4. Click the Next button to restore data.

Data backup and recovery in non-interactive mode

To create a backup copy or recover Administration Server data in non-interactive mode,

Run klbackup with the required set of keys from the command line of the device that has Administration Server installed.

Utility command line syntax:

klbackup -path BACKUP_PATH [-logfile LOGFILE] [-use_ts]|[-restore] [-password PASSWORD] [-online]

If no password is specified in the command line of the klbackup utility, the utility prompts you to enter the password interactively.

Descriptions of the keys:

• -path BACKUP_PATH—Save information in the BACKUP_PATH folder, or use data from the BACKUP_PATH folder for recovery (mandatory parameter).
• -logfile LOGFILE—Save a report about Administration Server data backup and recovery.

  The database server account and the klbackup utility should be granted permissions for changing data in the folder BACKUP_PATH.

• -use_ts—When saving data, copy information to the BACKUP_PATH folder, to the subfolder with a name containing the current system date and operation time in klbackup YYYY-MM-DD # HH-MM-SS format. If no key is specified, information is saved in the root of the folder BACKUP_PATH.

  During attempts to save information in a folder that already stores a backup copy, an error message appears. No information will be updated.

  Availability of the -use_ts key allows an Administration Server data archive to be maintained. For example, if the -path key indicates the folder C:\KLBackups, the folder klbackup 2022/6/19 # 11-30-18 then stores information about the status of the Administration Server as of June 19, 2022, at 11:30:18 AM.

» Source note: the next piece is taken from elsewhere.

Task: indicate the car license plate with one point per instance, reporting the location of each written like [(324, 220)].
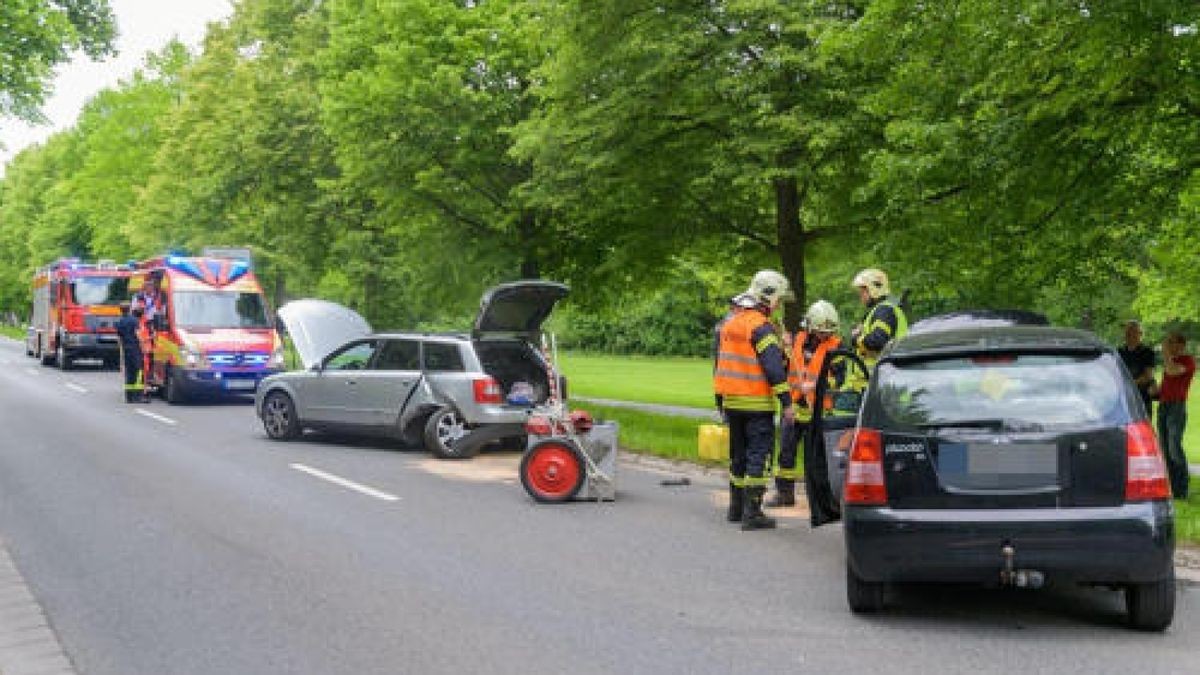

• -restore—Recover Administration Server data. Data recovery is performed based on information contained in the BACKUP_PATH folder. If no key is available, data is backed up in the BACKUP_PATH folder.
• -password PASSWORD—Save or recover the Administration Server certificate; to encrypt and decrypt the certificate, use the password specified by the PASSWORD parameter.

  A forgotten password cannot be recovered. There are no password requirements. The password length is unlimited and zero length (no password) is also possible.

  When restoring data, you must specify the same password that was entered during backup. If the path to a shared folder changed after backup, check the operation of tasks that use restored data (restore tasks and remote installation tasks). If necessary, edit the settings of these tasks. While data is being restored from a backup file, no one must access the shared folder of Administration Server. The account under which the klbackup utility is started must have full access to the shared folder. We recommend that you run the utility on a newly installed Administration Server.

• -online—Back up Administration Server data by creating a volume snapshot to minimize the offline time of the Administration Server. When you use the utility to recover data, this option is ignored.